A Comissão apresenta hoje um plano de ação da UE para a rota migratória do canal da Mancha, que define uma resposta europeia abrangente aos desafios colocados pela migração ilegal ao longo desta rota.
O plano de acção propõe medidas operacionais que começam nos países de origem e de trânsito e se estendem ao longo de toda a rota. Estes incluem o desmantelamento das redes de introdução clandestina de migrantes e de tráfico, o reforço da proteção das fronteiras externas e a intensificação dos regressos. A migração ilegal ao longo da rota do canal da Mancha representa um desafio distinto que causa a perda de vidas no mar e gera exigências significativas em matéria de controlo das fronteiras, ordem pública e capacidades de acolhimento nos Estados-Membros mais diretamente afetados. Alimenta os movimentos não autorizados em toda a UE e no espaço Schengen e reforça as redes de criminalidade organizada que facilitam a introdução clandestina de migrantes.

A UE já intensificou as medidas para gerir a migração de forma mais eficaz, conduzindo a um declínio global das passagens ilegais das fronteiras externas da UE (-55% desde 2024). As passagens ilegais das fronteiras à saída ao longo da rota do canal da Mancha também diminuíram (-44% até à data em 2026), embora continuem a ser elevadas, com quase 64 000 tentativas de travessia no canal da Mancha em 2025.
Para fazer face a estes desafios, o plano de ação centra-se em três domínios prioritários principais, a abordar com o apoio das agências da UE e em cooperação com o Reino Unido: reforçar a diplomacia migratória ao longo da rota, desmantelar as redes de introdução clandestina de migrantes e as suas infraestruturas criminosas e reforçar a gestão das fronteiras.
O Reino Unido é um parceiro fundamental na realização de todo o potencial deste plano de ação. Dada a natureza partilhada do desafio e com base nas medidas já tomadas pelo Reino Unido, serão essenciais novas ações do Reino Unido em todas as vertentes do plano de ação para reforçar a segurança das fronteiras, combater a introdução clandestina de migrantes e reduzir os incentivos à migração ilegal.
Reforçar a diplomacia migratória ao longo da rota
A contenção das travessias ilegais exige um envolvimento sustentado e coordenado ao longo das rotas utilizadas pelos migrantes que procuram atravessar o Canal da Mancha.
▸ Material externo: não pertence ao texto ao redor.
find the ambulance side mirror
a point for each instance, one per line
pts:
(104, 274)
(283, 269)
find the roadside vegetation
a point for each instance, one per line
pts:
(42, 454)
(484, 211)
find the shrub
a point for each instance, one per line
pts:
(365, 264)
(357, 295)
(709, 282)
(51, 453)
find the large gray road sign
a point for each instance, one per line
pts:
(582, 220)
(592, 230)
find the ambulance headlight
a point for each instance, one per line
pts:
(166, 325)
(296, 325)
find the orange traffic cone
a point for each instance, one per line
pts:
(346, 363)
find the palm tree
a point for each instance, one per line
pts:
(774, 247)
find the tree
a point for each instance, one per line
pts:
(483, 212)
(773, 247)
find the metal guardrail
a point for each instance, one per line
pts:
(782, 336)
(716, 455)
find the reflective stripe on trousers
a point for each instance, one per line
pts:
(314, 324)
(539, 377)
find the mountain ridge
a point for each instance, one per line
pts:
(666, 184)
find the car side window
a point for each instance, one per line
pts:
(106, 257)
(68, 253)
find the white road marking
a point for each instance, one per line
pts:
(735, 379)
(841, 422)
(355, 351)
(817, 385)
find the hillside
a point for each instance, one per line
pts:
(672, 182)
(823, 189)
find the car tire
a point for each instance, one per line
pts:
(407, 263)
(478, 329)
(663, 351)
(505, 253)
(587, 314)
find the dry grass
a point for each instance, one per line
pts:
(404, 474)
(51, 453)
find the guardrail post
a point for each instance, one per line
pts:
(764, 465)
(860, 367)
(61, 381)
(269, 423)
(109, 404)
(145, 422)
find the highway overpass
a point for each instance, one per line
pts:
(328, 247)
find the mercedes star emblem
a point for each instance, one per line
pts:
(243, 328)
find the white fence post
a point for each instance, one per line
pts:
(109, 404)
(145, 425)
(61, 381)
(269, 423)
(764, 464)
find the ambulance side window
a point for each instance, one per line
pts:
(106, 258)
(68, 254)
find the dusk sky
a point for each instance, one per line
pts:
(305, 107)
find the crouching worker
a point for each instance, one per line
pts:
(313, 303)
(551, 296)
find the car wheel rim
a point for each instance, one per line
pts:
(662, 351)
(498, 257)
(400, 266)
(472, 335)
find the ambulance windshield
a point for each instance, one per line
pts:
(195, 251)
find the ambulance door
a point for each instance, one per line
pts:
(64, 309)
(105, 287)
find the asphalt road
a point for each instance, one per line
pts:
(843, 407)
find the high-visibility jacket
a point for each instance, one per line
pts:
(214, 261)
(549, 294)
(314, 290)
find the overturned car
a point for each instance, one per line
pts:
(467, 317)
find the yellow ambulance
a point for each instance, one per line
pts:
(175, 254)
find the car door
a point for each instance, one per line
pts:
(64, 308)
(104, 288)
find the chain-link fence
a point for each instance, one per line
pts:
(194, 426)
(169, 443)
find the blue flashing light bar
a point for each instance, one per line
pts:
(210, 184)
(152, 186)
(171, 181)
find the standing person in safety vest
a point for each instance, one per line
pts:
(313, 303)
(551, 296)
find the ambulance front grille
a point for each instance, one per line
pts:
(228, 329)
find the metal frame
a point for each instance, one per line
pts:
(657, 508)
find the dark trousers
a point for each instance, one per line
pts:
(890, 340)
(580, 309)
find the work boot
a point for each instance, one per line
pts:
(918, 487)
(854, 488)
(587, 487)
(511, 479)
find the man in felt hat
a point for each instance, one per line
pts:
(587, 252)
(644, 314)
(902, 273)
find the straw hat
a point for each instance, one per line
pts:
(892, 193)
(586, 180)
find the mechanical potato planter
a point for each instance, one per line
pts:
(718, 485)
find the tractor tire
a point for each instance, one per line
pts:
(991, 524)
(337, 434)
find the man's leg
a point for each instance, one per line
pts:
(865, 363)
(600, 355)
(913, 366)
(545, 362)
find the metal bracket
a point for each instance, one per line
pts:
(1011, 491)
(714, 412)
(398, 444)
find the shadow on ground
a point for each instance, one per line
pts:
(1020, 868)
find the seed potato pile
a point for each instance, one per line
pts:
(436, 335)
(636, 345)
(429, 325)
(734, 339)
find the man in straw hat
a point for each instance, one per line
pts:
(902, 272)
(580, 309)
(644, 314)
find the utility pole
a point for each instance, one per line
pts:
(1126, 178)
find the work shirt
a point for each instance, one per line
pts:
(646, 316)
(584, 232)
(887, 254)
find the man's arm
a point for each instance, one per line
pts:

Para o efeito, a UE intensificará a sua diplomacia da migração, reforçando a cooperação com os países de origem e de trânsito, bem como com as organizações internacionais.
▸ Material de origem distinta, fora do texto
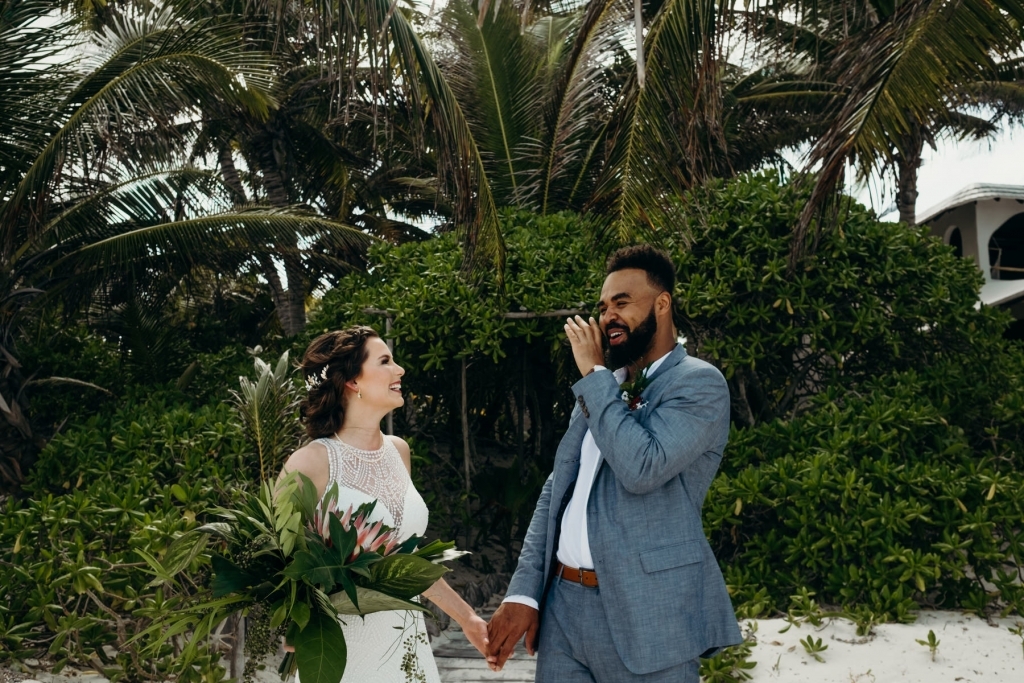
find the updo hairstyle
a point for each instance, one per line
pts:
(342, 352)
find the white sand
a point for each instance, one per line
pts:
(970, 650)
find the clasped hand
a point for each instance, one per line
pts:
(510, 623)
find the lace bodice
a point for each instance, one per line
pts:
(390, 646)
(367, 475)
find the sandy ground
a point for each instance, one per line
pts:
(970, 649)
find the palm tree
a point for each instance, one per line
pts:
(567, 119)
(907, 72)
(94, 185)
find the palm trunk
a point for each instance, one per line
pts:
(230, 176)
(907, 165)
(292, 303)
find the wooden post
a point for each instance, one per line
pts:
(465, 444)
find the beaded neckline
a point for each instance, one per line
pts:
(376, 454)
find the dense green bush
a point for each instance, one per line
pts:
(877, 455)
(876, 298)
(876, 502)
(72, 580)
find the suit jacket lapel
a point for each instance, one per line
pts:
(675, 356)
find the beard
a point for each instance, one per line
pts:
(637, 342)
Tal inclui o reforço dos esforços no âmbito de uma abordagem de toda a rota, a coordenação e a promoção de campanhas de informação da UE e do Reino Unido para os migrantes nos países de origem e de trânsito, bem como o reforço da cooperação em matéria de regresso e readmissão, a fim de evitar que as pessoas realizem viagens perigosas e manter a redução das chegadas ilegais.
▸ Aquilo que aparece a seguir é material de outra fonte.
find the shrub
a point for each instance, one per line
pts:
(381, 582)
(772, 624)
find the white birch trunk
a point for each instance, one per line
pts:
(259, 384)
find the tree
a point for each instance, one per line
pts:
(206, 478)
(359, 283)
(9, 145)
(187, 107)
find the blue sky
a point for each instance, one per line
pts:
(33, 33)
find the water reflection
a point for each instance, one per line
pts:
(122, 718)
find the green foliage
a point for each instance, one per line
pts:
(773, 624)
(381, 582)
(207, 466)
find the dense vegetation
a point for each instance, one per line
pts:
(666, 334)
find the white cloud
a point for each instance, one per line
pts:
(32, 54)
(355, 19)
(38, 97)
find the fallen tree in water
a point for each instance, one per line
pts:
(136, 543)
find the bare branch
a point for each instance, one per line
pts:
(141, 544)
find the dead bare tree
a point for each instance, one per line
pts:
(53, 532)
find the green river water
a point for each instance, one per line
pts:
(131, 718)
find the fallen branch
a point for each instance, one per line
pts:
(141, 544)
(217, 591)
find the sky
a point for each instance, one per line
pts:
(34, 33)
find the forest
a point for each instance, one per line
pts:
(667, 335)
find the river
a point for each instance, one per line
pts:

Desmantelar as redes de introdução clandestina de migrantes e as suas infraestruturas criminosas
Com base na cooperação em curso no contexto da Aliança Mundial contra a introdução clandestina de migrantes, o plano de ação apela ao reforço da cooperação operacional conjunta no âmbito da Plataforma Multidisciplinar Europeia contra as Ameaças Criminosas (EMPACT) da UE e ao reforço da cooperação entre os Estados-Membros, a Europol, a Frontex, a Eurojust e os parceiros internacionais.
Os Estados-Membros trabalharão igualmente num levantamento das redes de introdução clandestina de migrantes ao longo do canal da Mancha, com o apoio do Centro contra a Introdução Clandestina de Migrantes da Europol.
Serão ponderadas medidas adicionais para perturbar as cadeias logísticas de abastecimento de pequenas embarcações e combater a dimensão em linha da introdução clandestina de migrantes, juntamente com o Fórum Internet da UE e os prestadores de serviços em linha.
Reforçar a gestão das fronteiras
O plano de ação reforçará a capacidade operacional nas fronteiras entre o Reino Unido e os Estados-Membros mais expostos, a fim de melhorar o conhecimento da situação, a partilha de informações e a cooperação operacional.
Tal inclui o reforço do Centro Europeu contra o Tráfico de Migrantes da Europol e da Célula Conjunta de Informações Reino Unido-França em Calais, bem como o destacamento de pessoal e equipamento da Frontex (como meios de vigilância) ao longo das fronteiras do Canal da Mancha e do Mar do Norte.
Antecedentes
Este plano de ação baseia-se na Estratégia Europeia de Gestão do Asilo e da Migração, que apelou a uma diplomacia mais forte em matéria de migração e a uma cooperação reforçada com os países parceiros, no âmbito da abordagem global da UE em matéria de gestão da migração. Apoia igualmente os esforços conjuntos em curso no contexto da Aliança Mundial contra a Introdução Clandestina de Migrantes.